Die Grenkeleasing AG habe einen herben Kursverfall hinter sich. Die Neuer-Markt-Aktie der Baden-Badener habe Ende der letzten Woche mit 11 Euro nur knapp oberhalb des Allzeittiefs im September letzten Jahres notiert, als es bis auf 9,60 Euro nach unten gegangen sei. Damals sei der Aktienkurs erstmals unter den Emissionspreis von 19 Euro gerutscht. Auch wenn der Kurs sich zwischenzeitlich wieder etwas erholt habe, biete dieser Titel weiterhin eine attraktive Einstiegschance!
Den Absturz der Aktie des deutschen Marktführers im Bereich Small-Ticket-IT-Leasing-dabei handele es sich um das Verleihen von Wirtschaftsgütern (z.B. Computer, Notebooks, Drucker) mit einem Anschaffungswert bis zu 25.000 Euro-sei nicht gerechtfertigt. Davon seien die Analysten, die sich mit dem Titel beschäftigen würden, fast ausnahmslos überzeugt. So auch Carsten Werle von WestLB Panmure, der die Aktie gerade auf “kaufen” hochgestuft habe: “Auf Basis von 2003 haben wir für die Aktie einen fairen Wert von 23 Euro ermittelt. Allerdings kann es in diesem schwachen Marktumfeld auch noch weitere Rückschläge geben, ehe es wieder aufwärts geht.”

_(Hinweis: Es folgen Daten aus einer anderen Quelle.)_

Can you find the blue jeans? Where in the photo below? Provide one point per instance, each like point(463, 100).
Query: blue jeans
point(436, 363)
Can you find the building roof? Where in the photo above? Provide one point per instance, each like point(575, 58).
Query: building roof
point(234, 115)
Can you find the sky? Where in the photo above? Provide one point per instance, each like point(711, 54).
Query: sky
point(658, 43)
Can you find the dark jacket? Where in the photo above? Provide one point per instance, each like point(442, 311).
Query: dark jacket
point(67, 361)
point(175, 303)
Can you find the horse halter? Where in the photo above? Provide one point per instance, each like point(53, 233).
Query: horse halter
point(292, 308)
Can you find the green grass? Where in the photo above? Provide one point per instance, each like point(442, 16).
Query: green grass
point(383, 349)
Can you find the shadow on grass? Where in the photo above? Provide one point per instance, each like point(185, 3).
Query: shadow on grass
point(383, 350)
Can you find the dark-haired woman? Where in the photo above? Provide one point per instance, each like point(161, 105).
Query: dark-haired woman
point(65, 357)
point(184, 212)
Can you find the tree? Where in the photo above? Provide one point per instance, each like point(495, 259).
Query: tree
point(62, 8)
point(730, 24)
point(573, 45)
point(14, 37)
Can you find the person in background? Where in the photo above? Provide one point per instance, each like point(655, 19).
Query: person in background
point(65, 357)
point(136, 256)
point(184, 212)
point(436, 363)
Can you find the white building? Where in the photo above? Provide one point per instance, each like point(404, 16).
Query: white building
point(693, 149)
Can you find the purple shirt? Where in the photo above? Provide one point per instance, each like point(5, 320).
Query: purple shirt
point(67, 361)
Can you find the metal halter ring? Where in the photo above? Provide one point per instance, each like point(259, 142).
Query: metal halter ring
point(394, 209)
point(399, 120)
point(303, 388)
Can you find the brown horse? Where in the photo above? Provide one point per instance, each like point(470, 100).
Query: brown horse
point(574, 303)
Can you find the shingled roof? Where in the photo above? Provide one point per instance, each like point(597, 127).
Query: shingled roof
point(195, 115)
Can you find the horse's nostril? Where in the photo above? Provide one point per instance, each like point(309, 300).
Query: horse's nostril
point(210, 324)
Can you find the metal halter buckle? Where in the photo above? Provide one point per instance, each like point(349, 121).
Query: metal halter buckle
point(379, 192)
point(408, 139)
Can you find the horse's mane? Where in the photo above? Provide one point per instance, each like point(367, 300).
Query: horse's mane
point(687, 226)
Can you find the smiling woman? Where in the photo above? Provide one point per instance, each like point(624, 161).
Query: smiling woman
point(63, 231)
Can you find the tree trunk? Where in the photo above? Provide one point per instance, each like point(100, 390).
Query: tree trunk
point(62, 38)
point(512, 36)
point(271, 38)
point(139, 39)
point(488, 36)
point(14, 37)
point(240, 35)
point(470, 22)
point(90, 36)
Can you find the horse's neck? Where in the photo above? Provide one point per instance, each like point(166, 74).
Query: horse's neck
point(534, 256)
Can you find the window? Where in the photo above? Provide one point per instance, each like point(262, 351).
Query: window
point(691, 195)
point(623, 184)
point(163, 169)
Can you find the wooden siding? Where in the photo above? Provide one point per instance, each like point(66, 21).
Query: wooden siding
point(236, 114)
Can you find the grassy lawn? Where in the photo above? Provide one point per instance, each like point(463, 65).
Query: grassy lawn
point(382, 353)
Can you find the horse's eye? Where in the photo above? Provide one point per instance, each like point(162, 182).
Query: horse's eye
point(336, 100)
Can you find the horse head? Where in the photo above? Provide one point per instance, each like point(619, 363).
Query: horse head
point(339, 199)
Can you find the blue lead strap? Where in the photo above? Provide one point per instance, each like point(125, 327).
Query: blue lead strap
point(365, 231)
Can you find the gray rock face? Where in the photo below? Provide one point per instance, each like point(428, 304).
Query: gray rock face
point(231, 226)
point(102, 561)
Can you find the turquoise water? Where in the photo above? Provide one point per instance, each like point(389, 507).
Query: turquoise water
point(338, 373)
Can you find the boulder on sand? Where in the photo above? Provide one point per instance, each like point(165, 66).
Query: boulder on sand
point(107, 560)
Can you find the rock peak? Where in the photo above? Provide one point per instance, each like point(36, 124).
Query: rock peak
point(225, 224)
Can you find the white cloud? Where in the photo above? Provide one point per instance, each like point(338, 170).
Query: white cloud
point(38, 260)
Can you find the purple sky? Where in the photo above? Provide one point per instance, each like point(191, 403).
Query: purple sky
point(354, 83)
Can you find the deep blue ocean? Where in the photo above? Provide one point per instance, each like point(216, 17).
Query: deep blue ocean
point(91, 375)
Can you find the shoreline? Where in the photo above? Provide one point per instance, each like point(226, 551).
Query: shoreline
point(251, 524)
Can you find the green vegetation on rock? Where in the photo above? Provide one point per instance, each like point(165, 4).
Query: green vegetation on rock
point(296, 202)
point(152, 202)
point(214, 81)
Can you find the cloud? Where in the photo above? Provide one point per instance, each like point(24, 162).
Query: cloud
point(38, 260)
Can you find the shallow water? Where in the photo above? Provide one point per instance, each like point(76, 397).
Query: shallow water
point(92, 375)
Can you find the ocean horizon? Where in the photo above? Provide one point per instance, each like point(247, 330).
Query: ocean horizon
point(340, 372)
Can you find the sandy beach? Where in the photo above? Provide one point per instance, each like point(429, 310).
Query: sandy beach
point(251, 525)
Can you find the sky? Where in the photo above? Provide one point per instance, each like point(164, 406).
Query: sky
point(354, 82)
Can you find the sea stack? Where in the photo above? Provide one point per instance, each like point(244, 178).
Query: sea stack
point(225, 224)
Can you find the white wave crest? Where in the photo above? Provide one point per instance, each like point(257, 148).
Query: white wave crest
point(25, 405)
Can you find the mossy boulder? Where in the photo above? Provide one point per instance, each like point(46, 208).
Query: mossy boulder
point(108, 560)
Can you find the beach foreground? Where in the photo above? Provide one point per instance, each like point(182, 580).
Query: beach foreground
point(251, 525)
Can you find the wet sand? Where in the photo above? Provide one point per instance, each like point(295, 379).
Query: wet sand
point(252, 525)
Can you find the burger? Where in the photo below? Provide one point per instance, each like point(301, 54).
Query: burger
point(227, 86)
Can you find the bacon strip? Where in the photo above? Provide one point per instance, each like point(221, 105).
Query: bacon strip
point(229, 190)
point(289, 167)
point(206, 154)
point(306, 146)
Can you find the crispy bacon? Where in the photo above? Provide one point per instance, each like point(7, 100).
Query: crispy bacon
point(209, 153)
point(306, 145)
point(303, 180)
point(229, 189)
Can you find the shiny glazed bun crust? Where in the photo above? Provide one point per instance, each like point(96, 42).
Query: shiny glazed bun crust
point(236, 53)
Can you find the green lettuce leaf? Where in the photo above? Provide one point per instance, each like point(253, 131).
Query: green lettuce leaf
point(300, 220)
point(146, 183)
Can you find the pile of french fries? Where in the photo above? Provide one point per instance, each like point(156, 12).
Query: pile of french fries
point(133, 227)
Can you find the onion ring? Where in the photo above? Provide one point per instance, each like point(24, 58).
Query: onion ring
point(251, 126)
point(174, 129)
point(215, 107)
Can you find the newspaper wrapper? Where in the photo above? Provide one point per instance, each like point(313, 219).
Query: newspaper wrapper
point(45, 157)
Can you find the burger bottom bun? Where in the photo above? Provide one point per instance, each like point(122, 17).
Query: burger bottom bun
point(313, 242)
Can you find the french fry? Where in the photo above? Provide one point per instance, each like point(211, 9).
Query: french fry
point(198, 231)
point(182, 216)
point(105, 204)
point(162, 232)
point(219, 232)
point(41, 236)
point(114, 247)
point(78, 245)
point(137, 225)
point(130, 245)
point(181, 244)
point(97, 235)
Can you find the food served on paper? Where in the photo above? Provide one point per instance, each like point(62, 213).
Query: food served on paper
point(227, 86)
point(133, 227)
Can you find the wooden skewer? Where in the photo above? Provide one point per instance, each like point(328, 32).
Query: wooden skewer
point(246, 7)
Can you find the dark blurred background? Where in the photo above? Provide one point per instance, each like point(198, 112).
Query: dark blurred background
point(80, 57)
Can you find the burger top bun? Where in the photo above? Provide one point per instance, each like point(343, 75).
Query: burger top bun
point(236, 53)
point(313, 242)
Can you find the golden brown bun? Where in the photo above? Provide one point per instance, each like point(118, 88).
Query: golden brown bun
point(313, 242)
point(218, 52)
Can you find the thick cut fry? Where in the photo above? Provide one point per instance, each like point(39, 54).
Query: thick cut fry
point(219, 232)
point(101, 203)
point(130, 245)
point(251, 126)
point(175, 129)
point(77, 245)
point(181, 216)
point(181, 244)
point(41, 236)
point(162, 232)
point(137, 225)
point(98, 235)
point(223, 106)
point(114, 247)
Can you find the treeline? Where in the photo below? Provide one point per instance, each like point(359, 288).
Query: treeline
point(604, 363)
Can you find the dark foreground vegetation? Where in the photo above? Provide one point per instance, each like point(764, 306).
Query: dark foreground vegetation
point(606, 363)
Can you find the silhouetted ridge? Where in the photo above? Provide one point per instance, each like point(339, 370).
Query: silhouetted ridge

Auch das Label “IT” bei den Baden-Badenern sei nicht gerade förderlich. Denn gerade aus dieser Branche seien zuletzt einige wenig erfreuliche Meldungen gekommen. Dabei überzeuge das Unternehmen fast regelmäßig mit zweistelligen Wachstumsraten. Auch in diesem Jahr solle das Neugeschäft, die maßgebende Kennziffer für die Geschäftsentwicklung, um rund 25 bis 30% zulegen. Dass die schwache Kursentwicklung der letzten Wochen fundamental nicht gerechtfertigt sei, sollte sich bereits am 2. Juli wieder bestätigen. Dann lege das Management um Unternehmensgründer Wolfgang Grenke die aktuellen Zahlen zum Neugeschäft sowie die Neugeschäftsmarge vor.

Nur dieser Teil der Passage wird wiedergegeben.